粛々と運針 公演情報 iaku「粛々と運針」の観てきた!クチコミとコメント

  • 実演鑑賞

    満足度★★★

    幾何学的なデザイン。ステージと客席はシームレス。大きな円形の輪っかが天井から吊り下げられている。バックには左右から登る階段と中央の谷間、その上に白く長いシーツが被さってM字を描いている。開演すると円形の輪っかが斜めに降りて来る。階段を登って鄭󠄀梨花(チョン・リファ)さんと林英世さんが左右に腰を下ろし、白い布を手に取り縫い物を始める。チクタクチクタクと。運針=並縫い。輪っかの下りた中央がステージ。その外では椅子に座って出番まで待っている役者達。

    中山義紘(よしひろ)氏と佐々木ヤス子さん夫婦の物語。オカマを掘られて首にコルセットを着けている中山義紘氏。夢だった一軒家を建てローン返済の為にもバリバリ働く佐々木ヤス子さんは課長代理38歳。家の周囲で子猫の声がする。猫を見付けたい。中山義紘氏は小動物が苦手で見付けた所でどうするの?と口論になる。変な空気。佐々木ヤス子さんはある相談をする。

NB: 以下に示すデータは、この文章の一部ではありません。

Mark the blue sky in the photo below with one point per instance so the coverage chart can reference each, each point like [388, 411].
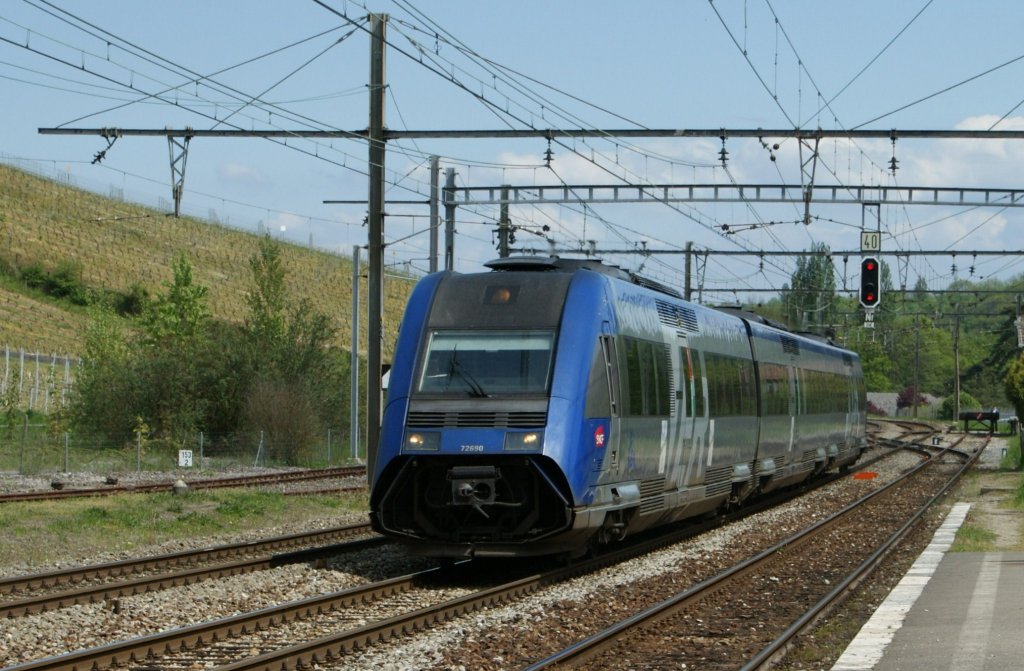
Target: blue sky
[459, 65]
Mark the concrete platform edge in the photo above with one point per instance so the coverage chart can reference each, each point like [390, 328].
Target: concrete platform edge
[869, 644]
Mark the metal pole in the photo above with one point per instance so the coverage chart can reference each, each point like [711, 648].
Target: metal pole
[376, 225]
[450, 219]
[353, 420]
[435, 213]
[688, 289]
[503, 224]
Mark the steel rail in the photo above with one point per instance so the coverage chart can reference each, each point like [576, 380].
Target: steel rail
[777, 647]
[588, 647]
[185, 557]
[222, 483]
[111, 591]
[331, 647]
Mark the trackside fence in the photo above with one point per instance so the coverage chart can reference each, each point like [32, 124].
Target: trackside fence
[32, 449]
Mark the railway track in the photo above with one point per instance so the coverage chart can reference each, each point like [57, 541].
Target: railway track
[248, 480]
[34, 593]
[738, 618]
[359, 617]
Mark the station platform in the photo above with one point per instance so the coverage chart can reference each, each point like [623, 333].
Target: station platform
[962, 612]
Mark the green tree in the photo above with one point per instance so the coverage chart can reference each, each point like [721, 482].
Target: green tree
[1014, 383]
[297, 384]
[810, 301]
[178, 315]
[101, 399]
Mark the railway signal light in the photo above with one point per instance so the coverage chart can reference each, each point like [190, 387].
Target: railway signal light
[870, 286]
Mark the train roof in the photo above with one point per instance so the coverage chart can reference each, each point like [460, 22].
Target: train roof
[559, 264]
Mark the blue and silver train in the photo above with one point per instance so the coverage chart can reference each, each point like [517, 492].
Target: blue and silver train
[553, 405]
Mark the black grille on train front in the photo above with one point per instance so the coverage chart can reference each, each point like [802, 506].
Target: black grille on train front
[675, 317]
[466, 419]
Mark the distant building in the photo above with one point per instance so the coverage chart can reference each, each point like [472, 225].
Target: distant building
[886, 402]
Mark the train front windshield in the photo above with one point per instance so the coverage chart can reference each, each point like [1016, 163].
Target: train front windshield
[484, 364]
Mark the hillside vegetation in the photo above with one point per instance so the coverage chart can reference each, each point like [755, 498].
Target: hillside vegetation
[119, 245]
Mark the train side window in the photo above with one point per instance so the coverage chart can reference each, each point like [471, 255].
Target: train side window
[598, 387]
[693, 382]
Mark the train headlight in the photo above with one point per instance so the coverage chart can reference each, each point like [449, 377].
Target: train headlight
[530, 441]
[422, 441]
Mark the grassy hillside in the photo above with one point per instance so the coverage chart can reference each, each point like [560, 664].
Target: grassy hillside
[119, 244]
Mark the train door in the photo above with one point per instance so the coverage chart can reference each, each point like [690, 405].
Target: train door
[693, 430]
[602, 407]
[796, 405]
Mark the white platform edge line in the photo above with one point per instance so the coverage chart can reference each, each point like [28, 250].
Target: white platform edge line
[868, 645]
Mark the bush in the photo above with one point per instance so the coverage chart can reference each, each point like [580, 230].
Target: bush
[967, 403]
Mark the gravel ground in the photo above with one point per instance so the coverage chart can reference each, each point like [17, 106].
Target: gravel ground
[488, 639]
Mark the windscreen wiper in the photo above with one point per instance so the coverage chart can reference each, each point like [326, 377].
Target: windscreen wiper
[457, 368]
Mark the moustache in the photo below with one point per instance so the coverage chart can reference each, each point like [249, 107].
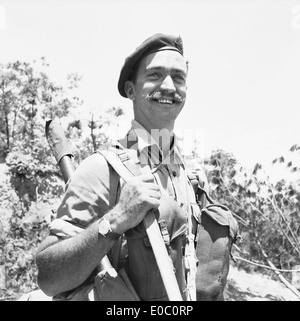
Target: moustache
[160, 95]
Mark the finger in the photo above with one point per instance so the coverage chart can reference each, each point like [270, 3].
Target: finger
[147, 178]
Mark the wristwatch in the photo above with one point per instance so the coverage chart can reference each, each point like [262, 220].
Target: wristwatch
[105, 230]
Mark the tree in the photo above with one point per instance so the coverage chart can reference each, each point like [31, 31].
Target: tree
[268, 213]
[27, 99]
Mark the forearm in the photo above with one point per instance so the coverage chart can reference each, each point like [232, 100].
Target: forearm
[66, 264]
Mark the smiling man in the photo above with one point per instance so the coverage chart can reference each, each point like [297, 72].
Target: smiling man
[101, 215]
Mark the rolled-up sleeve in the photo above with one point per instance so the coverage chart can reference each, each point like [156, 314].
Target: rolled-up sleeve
[91, 192]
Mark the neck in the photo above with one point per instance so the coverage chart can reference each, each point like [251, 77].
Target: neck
[162, 134]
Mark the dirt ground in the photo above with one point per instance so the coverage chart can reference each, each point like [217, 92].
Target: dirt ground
[243, 286]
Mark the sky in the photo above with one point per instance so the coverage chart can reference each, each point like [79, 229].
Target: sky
[244, 63]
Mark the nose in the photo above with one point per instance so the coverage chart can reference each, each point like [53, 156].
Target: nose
[168, 85]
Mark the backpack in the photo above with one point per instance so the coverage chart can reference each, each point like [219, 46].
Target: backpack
[215, 231]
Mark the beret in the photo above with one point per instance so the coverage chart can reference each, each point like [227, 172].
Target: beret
[152, 44]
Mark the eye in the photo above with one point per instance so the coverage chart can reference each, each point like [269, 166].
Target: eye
[153, 75]
[179, 78]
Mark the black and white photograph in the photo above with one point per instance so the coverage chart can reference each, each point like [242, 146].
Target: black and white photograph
[149, 151]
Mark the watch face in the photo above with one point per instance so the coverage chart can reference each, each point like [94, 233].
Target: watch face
[104, 227]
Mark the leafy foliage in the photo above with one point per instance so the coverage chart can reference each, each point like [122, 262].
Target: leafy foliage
[31, 185]
[268, 213]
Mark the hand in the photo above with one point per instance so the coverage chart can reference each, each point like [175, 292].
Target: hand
[138, 196]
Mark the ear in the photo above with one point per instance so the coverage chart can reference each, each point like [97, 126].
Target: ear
[129, 89]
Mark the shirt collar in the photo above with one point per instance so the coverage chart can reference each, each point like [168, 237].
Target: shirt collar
[139, 138]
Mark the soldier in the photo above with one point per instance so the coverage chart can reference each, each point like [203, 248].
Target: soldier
[100, 213]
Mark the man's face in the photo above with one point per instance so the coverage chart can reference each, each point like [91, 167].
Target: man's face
[160, 89]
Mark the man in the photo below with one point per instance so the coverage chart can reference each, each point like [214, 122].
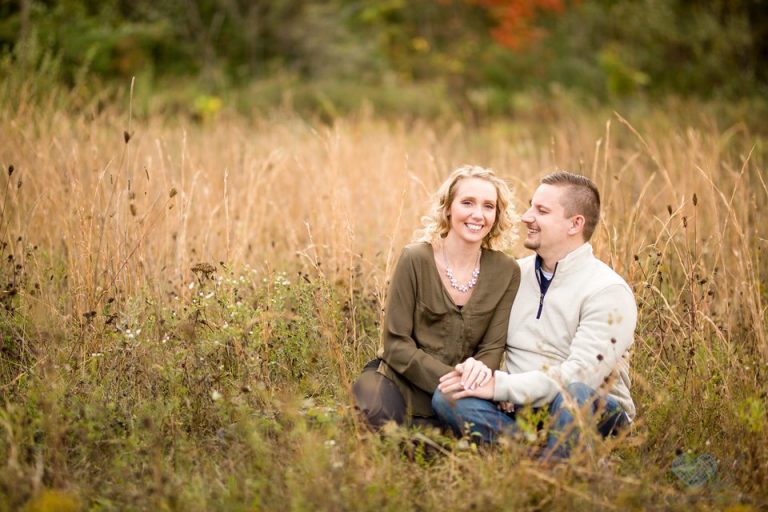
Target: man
[570, 328]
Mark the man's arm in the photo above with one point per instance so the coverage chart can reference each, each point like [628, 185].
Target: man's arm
[605, 333]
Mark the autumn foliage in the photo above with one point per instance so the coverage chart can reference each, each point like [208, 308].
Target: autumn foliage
[516, 20]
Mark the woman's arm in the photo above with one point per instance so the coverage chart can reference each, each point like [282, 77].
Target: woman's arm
[401, 352]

    花戸祐介氏、鈴鹿通儀氏兄弟の実家。家を出て結婚もしている弟と40過ぎても高校出てずっとコンビニのバイトを続けているだけの兄。母親が膵臓癌で入院、手術が必要。本人は尊厳死を望むと言う。それに肯定的な弟と絶対に許せない兄の口論。

    三組の会話が並行して語られる。
    佐々木ヤス子さんは38歳設定にしては若すぎる。井上貴子と福田麻貴をフュージョンさせたような感じ。凄く魅力的な女優。
    中山義紘氏は村野武範の若い頃みたい。

    テーマは「生と死と自分と他人」。ずっと自分のことも含め考え続けてしまうような舞台。
    是非観に行って頂きたい。

    ネタバレBOX

    運針の手を止め、林英世さんが鄭󠄀梨花さんに話すのは実家の川沿いに立つ桜並木の思い出。春に満開の桜が咲き誇り桃色の花びらが風に舞って飛ぶ様。川に降り落ちる花びらを筏に乗り法被を着た職員が笊で掬う風物詩。今では桜の樹は全て切り倒され川にはフェンス。当時の面影の欠片もない。個人的にはこのエピソードが一番好き。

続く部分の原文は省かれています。